A new study shows that the beverage, which is more popular in Eastern cultures, can protect heart arteries by keeping them flexible and relaxed, and therefore better able to withstand the ups and downs of constant changes in blood pressure. Led by Dr. Nikolaos Alexopoulos of Athens Medical School in Greece, the researchers found that among 14 subjects, those who drank green tea showed greater dilation of their heart arteries on ultrasound 30 min. later than those drinking either diluted caffeine or hot water. That's because, the scientists speculate, green tea works on the lining of blood vessels, helping cells there to secrete the substances needed to relax the vessels and allow blood to flow more freely. It's the flavonoids in the tea, which work as antioxidants and help prevent inflammation in body tissue, that keep the vessels pliable. These substances may also protect against the formation of clots, which are the primary cause of heart attacks. "We found very promptly [that] after drinking green tea, there was a protective effect on the endothelium," says Dr. Charalambos Vlachopoulos, a cardiologist and one of the authors of the study.

All it took, says Vlachopoulos, was 6 g of green tea, which amounts to 3 to 4 cups. To make sure the dilation effect was not due to the small amounts of caffeine found in green tea, the group compared the arterial sizes in the green-tea drinkers with those consuming a diluted caffeine beverage and found no change in arterial size in the caffeine drinkers. Even more intriguing, the beneficial effect seems to be long-lasting and cumulative. When the doctors measured the green-tea drinkers' arteries two weeks after daily consumption of the beverage, they found that their vessels were more dilated than they had been at the beginning of the study. "It's something that needs to be investigated, but we think that if someone takes green tea for one or two months, the beneficial effect will be even greater," says Vlachopoulos.

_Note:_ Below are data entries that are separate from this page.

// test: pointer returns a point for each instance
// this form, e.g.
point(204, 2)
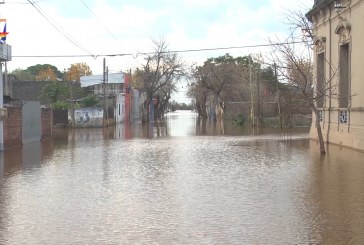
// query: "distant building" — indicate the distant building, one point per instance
point(338, 58)
point(112, 91)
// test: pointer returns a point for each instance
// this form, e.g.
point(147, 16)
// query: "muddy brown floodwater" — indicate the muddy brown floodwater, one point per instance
point(180, 181)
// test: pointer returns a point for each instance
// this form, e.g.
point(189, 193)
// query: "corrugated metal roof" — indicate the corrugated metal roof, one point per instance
point(87, 81)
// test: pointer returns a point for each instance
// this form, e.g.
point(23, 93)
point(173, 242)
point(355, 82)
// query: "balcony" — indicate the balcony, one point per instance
point(5, 52)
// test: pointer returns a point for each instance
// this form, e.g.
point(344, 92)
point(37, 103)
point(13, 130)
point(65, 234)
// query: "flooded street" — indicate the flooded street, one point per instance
point(180, 181)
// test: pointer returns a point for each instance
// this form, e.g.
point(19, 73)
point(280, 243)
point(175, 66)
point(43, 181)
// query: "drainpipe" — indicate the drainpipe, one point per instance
point(330, 77)
point(1, 108)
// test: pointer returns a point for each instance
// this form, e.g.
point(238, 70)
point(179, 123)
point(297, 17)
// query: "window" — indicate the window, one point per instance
point(344, 81)
point(320, 74)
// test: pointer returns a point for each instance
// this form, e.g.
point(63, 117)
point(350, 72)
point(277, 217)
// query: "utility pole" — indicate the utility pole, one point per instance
point(251, 93)
point(278, 95)
point(104, 90)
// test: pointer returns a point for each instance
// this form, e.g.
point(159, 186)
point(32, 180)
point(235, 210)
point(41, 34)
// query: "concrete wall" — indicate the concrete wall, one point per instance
point(28, 90)
point(46, 123)
point(119, 108)
point(31, 121)
point(13, 128)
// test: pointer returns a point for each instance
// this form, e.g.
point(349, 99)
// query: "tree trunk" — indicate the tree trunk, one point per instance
point(319, 132)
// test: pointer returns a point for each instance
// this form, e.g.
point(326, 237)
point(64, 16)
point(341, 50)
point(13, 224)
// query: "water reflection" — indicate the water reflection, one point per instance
point(168, 183)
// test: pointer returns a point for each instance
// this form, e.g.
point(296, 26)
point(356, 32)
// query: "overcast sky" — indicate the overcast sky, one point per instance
point(98, 27)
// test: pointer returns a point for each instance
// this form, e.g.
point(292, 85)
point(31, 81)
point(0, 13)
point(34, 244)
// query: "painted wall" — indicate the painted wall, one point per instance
point(119, 108)
point(87, 117)
point(333, 29)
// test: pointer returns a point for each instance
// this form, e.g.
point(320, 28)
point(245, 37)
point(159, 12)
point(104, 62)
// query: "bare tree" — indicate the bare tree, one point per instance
point(222, 78)
point(294, 65)
point(158, 75)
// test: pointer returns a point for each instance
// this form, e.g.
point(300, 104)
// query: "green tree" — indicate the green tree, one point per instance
point(76, 71)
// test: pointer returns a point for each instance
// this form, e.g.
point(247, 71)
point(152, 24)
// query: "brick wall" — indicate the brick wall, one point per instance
point(46, 123)
point(13, 128)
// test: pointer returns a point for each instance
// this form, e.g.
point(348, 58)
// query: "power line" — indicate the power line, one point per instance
point(63, 32)
point(148, 53)
point(107, 29)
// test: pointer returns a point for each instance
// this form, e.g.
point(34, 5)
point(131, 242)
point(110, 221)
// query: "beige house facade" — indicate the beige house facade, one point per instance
point(338, 29)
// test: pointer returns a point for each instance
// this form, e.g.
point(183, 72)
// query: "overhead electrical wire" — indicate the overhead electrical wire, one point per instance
point(59, 29)
point(107, 29)
point(149, 53)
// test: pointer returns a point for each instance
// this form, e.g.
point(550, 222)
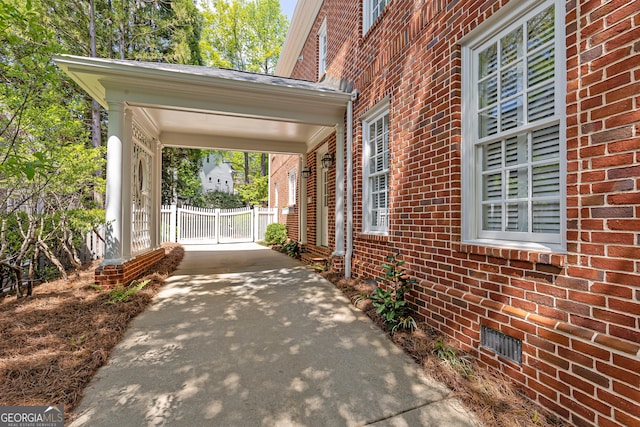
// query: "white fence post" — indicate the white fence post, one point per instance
point(188, 224)
point(218, 226)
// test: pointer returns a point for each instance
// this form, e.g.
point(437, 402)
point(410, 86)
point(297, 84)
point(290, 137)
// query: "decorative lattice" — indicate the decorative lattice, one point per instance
point(141, 191)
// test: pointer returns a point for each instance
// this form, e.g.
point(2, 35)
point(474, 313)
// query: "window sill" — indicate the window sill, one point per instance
point(538, 255)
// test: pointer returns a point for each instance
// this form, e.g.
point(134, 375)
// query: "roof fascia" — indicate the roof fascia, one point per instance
point(87, 71)
point(302, 21)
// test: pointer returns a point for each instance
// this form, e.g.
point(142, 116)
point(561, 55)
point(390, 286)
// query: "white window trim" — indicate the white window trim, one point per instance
point(500, 23)
point(380, 110)
point(322, 49)
point(367, 22)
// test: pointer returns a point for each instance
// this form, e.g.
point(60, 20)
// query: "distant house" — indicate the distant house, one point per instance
point(495, 144)
point(216, 175)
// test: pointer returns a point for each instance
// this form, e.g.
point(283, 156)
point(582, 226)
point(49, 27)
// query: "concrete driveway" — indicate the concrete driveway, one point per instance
point(241, 335)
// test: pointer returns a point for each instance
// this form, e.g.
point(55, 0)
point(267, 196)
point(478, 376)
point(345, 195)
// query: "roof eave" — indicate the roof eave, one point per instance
point(94, 75)
point(302, 21)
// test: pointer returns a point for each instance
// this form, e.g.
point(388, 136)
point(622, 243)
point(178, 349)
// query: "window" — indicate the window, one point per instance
point(513, 167)
point(376, 170)
point(371, 10)
point(322, 50)
point(292, 188)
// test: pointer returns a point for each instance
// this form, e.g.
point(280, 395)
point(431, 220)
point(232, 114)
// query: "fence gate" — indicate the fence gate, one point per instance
point(188, 224)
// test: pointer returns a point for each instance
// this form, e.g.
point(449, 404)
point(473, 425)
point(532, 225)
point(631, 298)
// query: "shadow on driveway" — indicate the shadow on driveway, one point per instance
point(241, 335)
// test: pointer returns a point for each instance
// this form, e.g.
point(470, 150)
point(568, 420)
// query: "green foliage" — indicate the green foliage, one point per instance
point(389, 299)
point(243, 35)
point(275, 234)
point(122, 293)
point(181, 176)
point(256, 192)
point(292, 248)
point(220, 200)
point(460, 363)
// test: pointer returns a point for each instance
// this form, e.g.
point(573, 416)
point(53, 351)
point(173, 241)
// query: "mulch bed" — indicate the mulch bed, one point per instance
point(490, 395)
point(54, 341)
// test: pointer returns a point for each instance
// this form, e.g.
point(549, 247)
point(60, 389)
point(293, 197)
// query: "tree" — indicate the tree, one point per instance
point(245, 36)
point(46, 173)
point(180, 176)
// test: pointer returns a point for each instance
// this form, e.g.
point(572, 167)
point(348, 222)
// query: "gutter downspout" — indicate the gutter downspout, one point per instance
point(349, 249)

But experts caution that one study isn't enough to catapult green tea to wonder-drink status. Dr. Robert Eckel, a professor at the University of Colorado, Denver, and past president of the American Heart Association, notes that endothelial function is affected by a number of factors, including large doses of vitamins E and C. "Green-tea consumption may have beneficial effects on the arteries, but we should stop short of translating that into a recommendation that everybody should be drinking green tea because it's been proven to reduce heart attacks and strokes," he says. He acknowledges, however, that early studies hint that green tea may be a good addition to a heart-healthy diet. The American Heart Association does not yet include the beverage in its dietary recommendations, but more studies like this one may change that. In the meantime, if you're drinking tea, it might not be such a bad idea to go green.